Como é parte do processo de construção ideológica a disseminação de valores que são próprios da ordem burguesa, como o individualismo, a competição e a primazia dos interesses particulares, é fundamental que qualquer manifestação de solidariedade de classe, que é o único recurso de que os trabalhadores dispõem, seja rapidamente transformada em aparelhamento institucional, barganha de interesses ou mesmo formação de quadrilha. É no mínimo curioso que ninguém tenha usado as mesmas lentes “investigativas” para denunciar o apoio financeiro que o ex-governador Sergio Cabral deu, em 2012, para garantir a presença de manifestantes nas ruas contra a distribuição dos royalties do petróleo.

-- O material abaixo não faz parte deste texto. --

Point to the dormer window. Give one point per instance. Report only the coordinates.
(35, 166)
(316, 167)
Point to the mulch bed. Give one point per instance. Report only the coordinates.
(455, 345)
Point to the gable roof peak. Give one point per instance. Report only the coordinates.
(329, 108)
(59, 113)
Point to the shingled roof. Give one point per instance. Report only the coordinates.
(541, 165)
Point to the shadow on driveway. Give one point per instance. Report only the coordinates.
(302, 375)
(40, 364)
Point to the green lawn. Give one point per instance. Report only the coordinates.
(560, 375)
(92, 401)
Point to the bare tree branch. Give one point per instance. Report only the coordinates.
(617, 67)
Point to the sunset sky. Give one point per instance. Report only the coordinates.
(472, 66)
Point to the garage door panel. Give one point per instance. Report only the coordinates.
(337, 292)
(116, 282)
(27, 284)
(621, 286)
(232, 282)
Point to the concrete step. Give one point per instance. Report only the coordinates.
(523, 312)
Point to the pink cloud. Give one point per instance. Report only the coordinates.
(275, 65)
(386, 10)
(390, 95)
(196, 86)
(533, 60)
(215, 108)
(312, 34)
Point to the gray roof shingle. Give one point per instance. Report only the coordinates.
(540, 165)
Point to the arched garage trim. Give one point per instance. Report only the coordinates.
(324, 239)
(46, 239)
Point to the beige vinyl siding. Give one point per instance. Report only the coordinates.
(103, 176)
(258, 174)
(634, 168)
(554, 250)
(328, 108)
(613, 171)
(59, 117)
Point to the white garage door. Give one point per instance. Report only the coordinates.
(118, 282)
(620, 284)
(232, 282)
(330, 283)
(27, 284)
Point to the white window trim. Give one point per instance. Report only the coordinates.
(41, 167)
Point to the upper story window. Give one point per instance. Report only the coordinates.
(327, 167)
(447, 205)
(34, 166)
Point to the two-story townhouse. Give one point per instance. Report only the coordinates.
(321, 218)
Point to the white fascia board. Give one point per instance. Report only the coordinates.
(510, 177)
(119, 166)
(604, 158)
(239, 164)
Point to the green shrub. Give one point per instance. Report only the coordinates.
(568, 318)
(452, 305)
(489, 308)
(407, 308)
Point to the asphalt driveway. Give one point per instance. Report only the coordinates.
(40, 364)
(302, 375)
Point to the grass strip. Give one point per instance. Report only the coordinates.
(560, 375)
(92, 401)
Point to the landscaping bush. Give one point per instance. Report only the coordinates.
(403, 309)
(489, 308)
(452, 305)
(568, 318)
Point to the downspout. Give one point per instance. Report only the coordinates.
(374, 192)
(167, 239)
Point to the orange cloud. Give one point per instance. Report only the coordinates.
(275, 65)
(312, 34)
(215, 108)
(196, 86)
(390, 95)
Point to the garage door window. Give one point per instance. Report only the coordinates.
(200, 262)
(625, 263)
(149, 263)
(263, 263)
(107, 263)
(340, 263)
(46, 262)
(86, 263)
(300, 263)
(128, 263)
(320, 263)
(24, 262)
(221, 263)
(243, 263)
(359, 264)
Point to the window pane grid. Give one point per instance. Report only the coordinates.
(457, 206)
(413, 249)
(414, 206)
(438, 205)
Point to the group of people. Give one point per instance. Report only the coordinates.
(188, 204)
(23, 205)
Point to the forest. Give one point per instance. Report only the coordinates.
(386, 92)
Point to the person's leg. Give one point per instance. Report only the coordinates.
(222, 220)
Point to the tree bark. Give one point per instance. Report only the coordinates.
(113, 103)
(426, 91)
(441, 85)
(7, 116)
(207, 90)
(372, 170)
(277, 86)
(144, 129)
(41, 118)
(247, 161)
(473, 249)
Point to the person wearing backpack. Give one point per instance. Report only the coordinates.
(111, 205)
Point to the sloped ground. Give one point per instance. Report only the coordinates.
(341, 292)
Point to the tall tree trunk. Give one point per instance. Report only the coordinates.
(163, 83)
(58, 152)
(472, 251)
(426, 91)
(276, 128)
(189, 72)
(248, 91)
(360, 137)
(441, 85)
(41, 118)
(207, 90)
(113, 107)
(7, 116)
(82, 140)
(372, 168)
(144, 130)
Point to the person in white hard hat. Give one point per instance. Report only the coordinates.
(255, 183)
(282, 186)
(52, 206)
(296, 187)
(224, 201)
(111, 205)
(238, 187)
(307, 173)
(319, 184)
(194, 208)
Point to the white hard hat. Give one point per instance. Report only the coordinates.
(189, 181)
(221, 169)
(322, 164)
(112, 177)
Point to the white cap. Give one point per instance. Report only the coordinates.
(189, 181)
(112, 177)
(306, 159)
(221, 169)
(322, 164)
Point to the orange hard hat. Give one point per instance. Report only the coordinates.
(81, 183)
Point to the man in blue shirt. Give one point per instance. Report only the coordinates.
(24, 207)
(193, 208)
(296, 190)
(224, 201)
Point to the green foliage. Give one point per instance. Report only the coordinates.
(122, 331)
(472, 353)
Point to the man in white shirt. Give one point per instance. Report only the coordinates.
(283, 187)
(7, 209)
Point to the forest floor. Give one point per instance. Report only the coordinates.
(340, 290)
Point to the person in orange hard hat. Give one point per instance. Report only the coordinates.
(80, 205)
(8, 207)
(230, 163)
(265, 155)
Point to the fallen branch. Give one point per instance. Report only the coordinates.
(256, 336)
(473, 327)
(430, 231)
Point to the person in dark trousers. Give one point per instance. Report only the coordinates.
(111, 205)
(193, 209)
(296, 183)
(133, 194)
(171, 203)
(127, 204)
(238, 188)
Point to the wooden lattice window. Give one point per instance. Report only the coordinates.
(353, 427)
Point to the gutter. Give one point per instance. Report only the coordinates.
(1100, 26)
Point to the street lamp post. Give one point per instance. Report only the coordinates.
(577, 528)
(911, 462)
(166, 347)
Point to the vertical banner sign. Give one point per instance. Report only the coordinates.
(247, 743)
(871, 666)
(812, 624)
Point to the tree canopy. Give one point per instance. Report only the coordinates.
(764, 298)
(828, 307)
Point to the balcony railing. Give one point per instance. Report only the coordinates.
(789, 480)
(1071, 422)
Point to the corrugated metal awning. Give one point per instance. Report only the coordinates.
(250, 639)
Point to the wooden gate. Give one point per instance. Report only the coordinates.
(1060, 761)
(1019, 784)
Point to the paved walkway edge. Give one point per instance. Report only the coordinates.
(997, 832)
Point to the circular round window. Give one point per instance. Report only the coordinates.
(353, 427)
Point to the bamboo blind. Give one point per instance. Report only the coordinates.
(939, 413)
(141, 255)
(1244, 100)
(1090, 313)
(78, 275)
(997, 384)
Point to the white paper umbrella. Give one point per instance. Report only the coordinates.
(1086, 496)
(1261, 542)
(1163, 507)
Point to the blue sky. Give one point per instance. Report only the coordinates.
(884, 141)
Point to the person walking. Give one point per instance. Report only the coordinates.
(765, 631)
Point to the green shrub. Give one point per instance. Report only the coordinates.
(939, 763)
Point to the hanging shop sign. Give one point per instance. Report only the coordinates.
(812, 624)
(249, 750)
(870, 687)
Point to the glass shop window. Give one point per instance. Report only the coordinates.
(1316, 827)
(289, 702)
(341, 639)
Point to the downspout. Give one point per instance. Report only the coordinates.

Na época, para incentivar a presidente Dilma Rousseff a vetar o projeto que havia sido aprovado no Congresso, e que se argumentava que traria muitos prejuízos ao estado do Rio, não só vários o ônibus foram alugados para trazer pessoas de diferentes cidades do estado como o então governador decretou ponto facultativo para o serviço público. Era dinheiro público financiando manifestação, mas a imprensa não achou que era um problema. Essa é a cara, sem máscara, da liberdade de imprensa burguesa, calcada no modelo profissional do jornalismo burguês.
E não é nova. Diz a lenda que, em 1896, quando um repórter do New York Journal enviado a Cuba para cobrir a guerra hispano-americana informou que estava voltando porque, chegando lá, descobriu que não havia guerra nenhuma, William Hearst, um dos mais famosos empresários da imprensa dos EUA, e que tinha muito interesse no conflito, teria respondido simplesmente: “Não volte. Você enviará as fotos e eu farei a guerra”. Não se sabe se esse diálogo é verídico, mas ele parece perfeito para ilustrar o processo de manipulação explícita que as Organizações Globo estão promovendo na cobertura das prisões políticas que denunciam os limites intransponíveis da democracia burguesa. “Me mande o inquérito que eu produzo as provas”: eis a versão mais atualizada da adaptação brasileira do Cidadão Kane.